Can Dental Work Really Pick Up Radio Broadcasts?

August 9, 2018

It’s a notion first put forth—and explored—by television…but that doesn’t mean it isn’t true.

It’s been use as a plot device on numerous sitcoms. In fact, Uncle John got the idea for this piece when he was watching an episode of The Partridge Family the other day—Laurie had just gotten fitted for braces, and she kept hearing mysterious music. Turns out the metal in her mouth was picking up signals and broadcasting to an audience of one. On other sitcoms, it’s headgear that brings in the swingin’ sounds, or metal fillings in cavities. But is there any truth to it?

When did the idea first come about?

The idea probably hit the public consciousness in the early ‘70s, around the time that Partridge Family episode aired. TV legend Lucille Ball was a guest on The Dick Cavett Show and told a strange story in which she claimed to have helped capture a Japanese spy back during World War II. In 1942, Ball was filming the movie musical Du Barry Was a Lady at MGM Studios in California…where many feared an attack by Japan could come along any day. One night, she drove home, she heard music…but the radio wasn’t on. The music got gradually louder, and Ball realized that it was coming out of her mouth. She didn’t tell her husband, Desi Arnaz, because she thought it made her sound crazy. But she did tell actor Buster Keaton on set the next day—as a joke (he was a comedian, after all) he told her she must be picking up radio signals.

Morse Code

Ball kind of forgot about until about a month later…when her mouth picked up rapid Morse Code dashes and dots. She told MGM’s security department about it, who in turn called the FBI, who found a secret Japanese-run radio station operated by a spy, right there in Los Angeles. So says Lucy.
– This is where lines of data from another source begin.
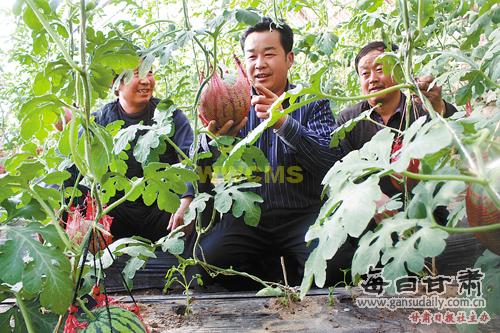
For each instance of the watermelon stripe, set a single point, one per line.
(122, 321)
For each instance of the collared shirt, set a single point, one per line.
(365, 130)
(298, 153)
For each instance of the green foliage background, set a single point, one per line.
(45, 70)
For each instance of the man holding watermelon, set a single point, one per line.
(300, 139)
(391, 113)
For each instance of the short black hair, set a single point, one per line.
(377, 45)
(267, 24)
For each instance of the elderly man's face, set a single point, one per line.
(373, 79)
(139, 90)
(266, 61)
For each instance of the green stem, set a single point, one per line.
(382, 125)
(123, 198)
(148, 24)
(85, 309)
(24, 312)
(53, 35)
(363, 97)
(492, 194)
(176, 147)
(466, 179)
(484, 228)
(54, 219)
(420, 19)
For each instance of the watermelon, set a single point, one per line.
(122, 320)
(224, 99)
(481, 210)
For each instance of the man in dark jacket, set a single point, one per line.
(390, 113)
(299, 140)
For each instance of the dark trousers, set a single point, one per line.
(257, 250)
(136, 219)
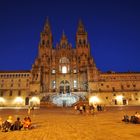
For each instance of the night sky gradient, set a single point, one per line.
(113, 28)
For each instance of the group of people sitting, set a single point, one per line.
(88, 109)
(9, 125)
(133, 119)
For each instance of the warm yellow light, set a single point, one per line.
(64, 69)
(119, 97)
(35, 100)
(19, 100)
(2, 100)
(94, 100)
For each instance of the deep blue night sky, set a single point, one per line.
(113, 28)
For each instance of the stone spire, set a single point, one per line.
(81, 28)
(47, 27)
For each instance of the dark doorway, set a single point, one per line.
(27, 101)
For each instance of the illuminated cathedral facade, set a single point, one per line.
(64, 74)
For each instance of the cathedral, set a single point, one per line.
(65, 74)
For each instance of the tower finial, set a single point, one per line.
(47, 27)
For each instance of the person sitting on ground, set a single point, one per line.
(27, 123)
(0, 123)
(137, 115)
(126, 118)
(135, 118)
(17, 125)
(6, 126)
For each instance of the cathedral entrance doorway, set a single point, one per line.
(64, 87)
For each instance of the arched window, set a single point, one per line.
(64, 65)
(64, 69)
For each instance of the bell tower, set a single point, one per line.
(46, 41)
(82, 44)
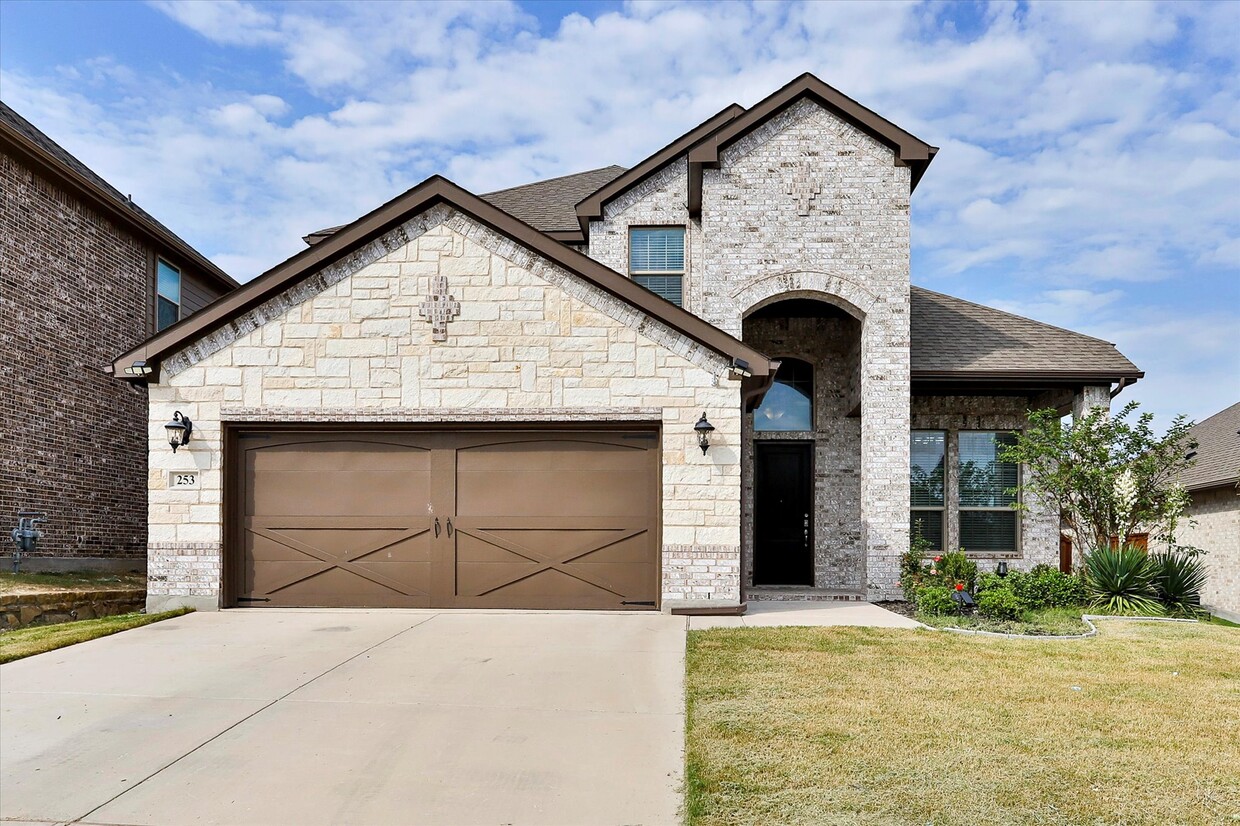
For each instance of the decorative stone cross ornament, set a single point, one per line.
(804, 187)
(439, 308)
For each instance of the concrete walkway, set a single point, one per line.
(351, 717)
(769, 614)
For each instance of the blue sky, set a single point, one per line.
(1089, 171)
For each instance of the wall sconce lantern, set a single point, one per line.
(179, 430)
(139, 368)
(703, 429)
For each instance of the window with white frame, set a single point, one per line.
(656, 261)
(928, 466)
(987, 522)
(168, 294)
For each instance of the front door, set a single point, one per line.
(783, 512)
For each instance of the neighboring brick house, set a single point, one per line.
(1214, 485)
(79, 267)
(463, 401)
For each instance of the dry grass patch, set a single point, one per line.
(39, 639)
(876, 726)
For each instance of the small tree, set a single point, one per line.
(1106, 474)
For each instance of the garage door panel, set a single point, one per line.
(355, 492)
(574, 492)
(526, 520)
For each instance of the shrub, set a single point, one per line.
(1045, 587)
(956, 567)
(988, 582)
(935, 600)
(1178, 581)
(1122, 581)
(1000, 603)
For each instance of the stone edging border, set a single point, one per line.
(1085, 618)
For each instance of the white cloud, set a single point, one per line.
(1090, 155)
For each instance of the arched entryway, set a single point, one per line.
(801, 449)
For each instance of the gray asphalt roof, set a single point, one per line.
(1218, 450)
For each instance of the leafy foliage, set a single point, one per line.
(935, 600)
(1105, 474)
(1122, 581)
(1178, 582)
(1000, 603)
(1045, 587)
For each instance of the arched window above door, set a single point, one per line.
(789, 403)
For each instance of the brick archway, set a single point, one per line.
(847, 295)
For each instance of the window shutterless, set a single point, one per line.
(987, 522)
(168, 294)
(656, 261)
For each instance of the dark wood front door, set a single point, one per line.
(783, 514)
(447, 520)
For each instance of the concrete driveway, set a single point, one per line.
(351, 717)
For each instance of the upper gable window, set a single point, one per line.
(656, 261)
(168, 294)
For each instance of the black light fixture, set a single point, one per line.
(139, 368)
(703, 429)
(179, 430)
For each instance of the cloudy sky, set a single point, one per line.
(1089, 174)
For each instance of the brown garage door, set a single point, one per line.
(445, 520)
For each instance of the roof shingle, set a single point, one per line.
(1218, 450)
(950, 335)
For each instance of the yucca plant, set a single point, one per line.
(1178, 582)
(1122, 581)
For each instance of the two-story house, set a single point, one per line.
(84, 273)
(682, 385)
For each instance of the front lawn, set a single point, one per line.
(877, 726)
(36, 583)
(29, 641)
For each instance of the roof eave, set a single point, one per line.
(422, 197)
(104, 201)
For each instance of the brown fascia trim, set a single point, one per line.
(432, 191)
(910, 150)
(1038, 377)
(108, 204)
(592, 207)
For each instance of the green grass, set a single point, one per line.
(39, 639)
(1050, 621)
(11, 583)
(799, 726)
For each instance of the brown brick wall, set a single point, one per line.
(72, 439)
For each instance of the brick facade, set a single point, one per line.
(73, 293)
(531, 340)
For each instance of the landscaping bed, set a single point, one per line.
(29, 641)
(50, 598)
(876, 726)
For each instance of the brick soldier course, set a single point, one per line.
(440, 309)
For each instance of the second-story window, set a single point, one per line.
(656, 261)
(168, 294)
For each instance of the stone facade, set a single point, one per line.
(759, 242)
(531, 340)
(73, 293)
(1217, 531)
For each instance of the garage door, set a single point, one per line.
(445, 520)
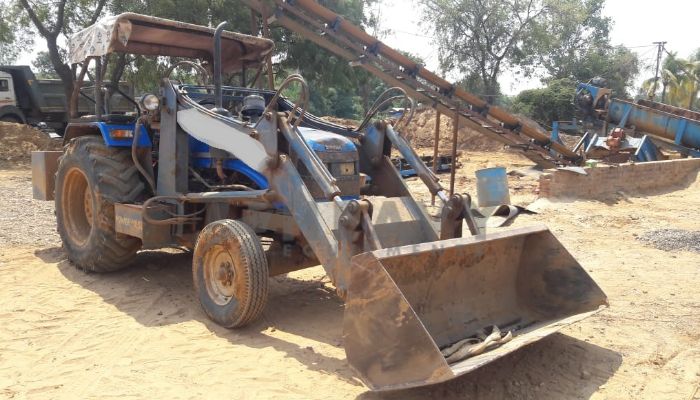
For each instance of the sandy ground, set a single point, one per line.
(140, 333)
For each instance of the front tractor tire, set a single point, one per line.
(91, 178)
(230, 273)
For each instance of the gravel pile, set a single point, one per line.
(23, 220)
(673, 239)
(17, 142)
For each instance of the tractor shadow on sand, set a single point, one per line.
(157, 291)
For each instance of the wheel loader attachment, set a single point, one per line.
(405, 304)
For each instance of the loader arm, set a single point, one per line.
(330, 31)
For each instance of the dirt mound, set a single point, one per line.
(421, 133)
(17, 142)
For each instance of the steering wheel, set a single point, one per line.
(304, 98)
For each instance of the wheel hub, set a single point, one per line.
(77, 207)
(220, 276)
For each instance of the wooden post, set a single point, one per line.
(435, 148)
(266, 33)
(453, 171)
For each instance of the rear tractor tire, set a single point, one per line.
(230, 273)
(91, 177)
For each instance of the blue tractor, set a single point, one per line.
(216, 169)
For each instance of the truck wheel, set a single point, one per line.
(230, 273)
(92, 177)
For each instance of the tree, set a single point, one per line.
(54, 18)
(480, 38)
(680, 80)
(14, 36)
(567, 34)
(552, 103)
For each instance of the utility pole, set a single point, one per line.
(661, 46)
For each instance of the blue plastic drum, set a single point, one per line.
(492, 187)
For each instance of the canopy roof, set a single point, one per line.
(146, 35)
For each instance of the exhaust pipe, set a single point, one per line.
(218, 96)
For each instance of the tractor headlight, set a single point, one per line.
(150, 102)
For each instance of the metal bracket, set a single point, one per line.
(356, 235)
(457, 210)
(625, 116)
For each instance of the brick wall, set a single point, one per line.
(604, 181)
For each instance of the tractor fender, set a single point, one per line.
(13, 113)
(78, 129)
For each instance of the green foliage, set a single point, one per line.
(15, 37)
(552, 103)
(480, 38)
(680, 81)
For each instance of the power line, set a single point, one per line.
(660, 52)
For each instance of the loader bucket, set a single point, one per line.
(406, 303)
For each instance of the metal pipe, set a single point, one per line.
(358, 35)
(436, 141)
(99, 99)
(414, 161)
(134, 157)
(308, 157)
(218, 96)
(453, 171)
(664, 123)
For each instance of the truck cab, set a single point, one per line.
(8, 101)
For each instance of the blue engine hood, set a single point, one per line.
(322, 141)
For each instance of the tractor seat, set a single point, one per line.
(117, 119)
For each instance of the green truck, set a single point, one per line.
(42, 102)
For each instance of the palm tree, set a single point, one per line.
(680, 81)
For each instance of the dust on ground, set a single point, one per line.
(421, 132)
(140, 332)
(17, 141)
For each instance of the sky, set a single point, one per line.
(637, 24)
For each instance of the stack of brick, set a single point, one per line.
(606, 180)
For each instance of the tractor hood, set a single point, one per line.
(326, 142)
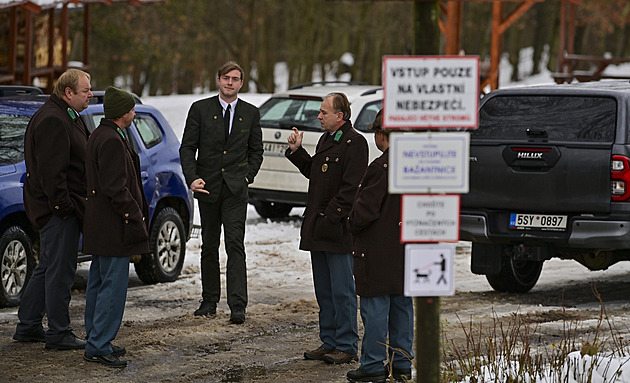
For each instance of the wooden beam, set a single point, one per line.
(453, 27)
(51, 49)
(12, 43)
(28, 48)
(64, 37)
(495, 48)
(516, 14)
(29, 6)
(86, 35)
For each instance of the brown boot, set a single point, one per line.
(339, 357)
(317, 354)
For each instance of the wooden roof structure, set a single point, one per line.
(20, 68)
(500, 23)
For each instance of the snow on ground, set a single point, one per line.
(270, 243)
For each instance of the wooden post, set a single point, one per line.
(86, 36)
(495, 49)
(51, 50)
(453, 27)
(28, 48)
(64, 37)
(12, 44)
(427, 339)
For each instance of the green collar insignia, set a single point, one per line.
(72, 113)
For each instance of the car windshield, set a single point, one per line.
(286, 113)
(12, 128)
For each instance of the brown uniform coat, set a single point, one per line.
(55, 144)
(379, 257)
(334, 173)
(117, 213)
(205, 154)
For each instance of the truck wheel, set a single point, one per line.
(16, 265)
(168, 248)
(515, 276)
(272, 209)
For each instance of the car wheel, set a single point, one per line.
(168, 248)
(16, 265)
(272, 209)
(515, 276)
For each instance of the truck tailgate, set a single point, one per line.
(543, 154)
(557, 179)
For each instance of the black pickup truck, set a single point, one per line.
(549, 177)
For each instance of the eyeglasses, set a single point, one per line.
(227, 78)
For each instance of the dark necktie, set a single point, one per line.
(226, 121)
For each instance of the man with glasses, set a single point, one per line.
(334, 172)
(221, 153)
(55, 145)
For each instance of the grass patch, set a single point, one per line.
(512, 349)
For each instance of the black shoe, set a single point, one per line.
(237, 316)
(339, 357)
(108, 360)
(118, 351)
(38, 335)
(68, 342)
(400, 373)
(206, 308)
(359, 375)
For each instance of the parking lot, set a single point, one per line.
(165, 342)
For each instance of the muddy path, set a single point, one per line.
(166, 343)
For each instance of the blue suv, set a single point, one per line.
(170, 201)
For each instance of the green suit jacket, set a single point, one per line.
(205, 154)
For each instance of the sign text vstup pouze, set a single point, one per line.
(422, 92)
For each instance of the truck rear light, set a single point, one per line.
(620, 178)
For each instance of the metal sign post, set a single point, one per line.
(424, 93)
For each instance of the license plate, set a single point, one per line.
(538, 221)
(275, 148)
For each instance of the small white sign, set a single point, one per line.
(429, 162)
(421, 92)
(429, 270)
(430, 218)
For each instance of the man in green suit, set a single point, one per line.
(221, 153)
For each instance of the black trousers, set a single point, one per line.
(49, 290)
(229, 212)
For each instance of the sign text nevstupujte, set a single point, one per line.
(425, 92)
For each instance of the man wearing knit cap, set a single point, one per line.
(116, 202)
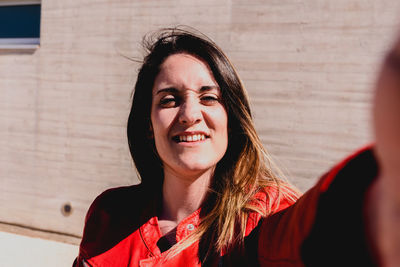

The MythBusters connection

Another TV entity enters into the story, too. The team from MythBusters looked into the science behind the story. They discovered that it is feasible to pick up radio signals through a filling, but only if the conditions are right. Gold and amalgam fillings placed inside an authentic human skull didn’t work, but they determined that Morse code could be captured due to a cell reaction between silver fillings and saliva.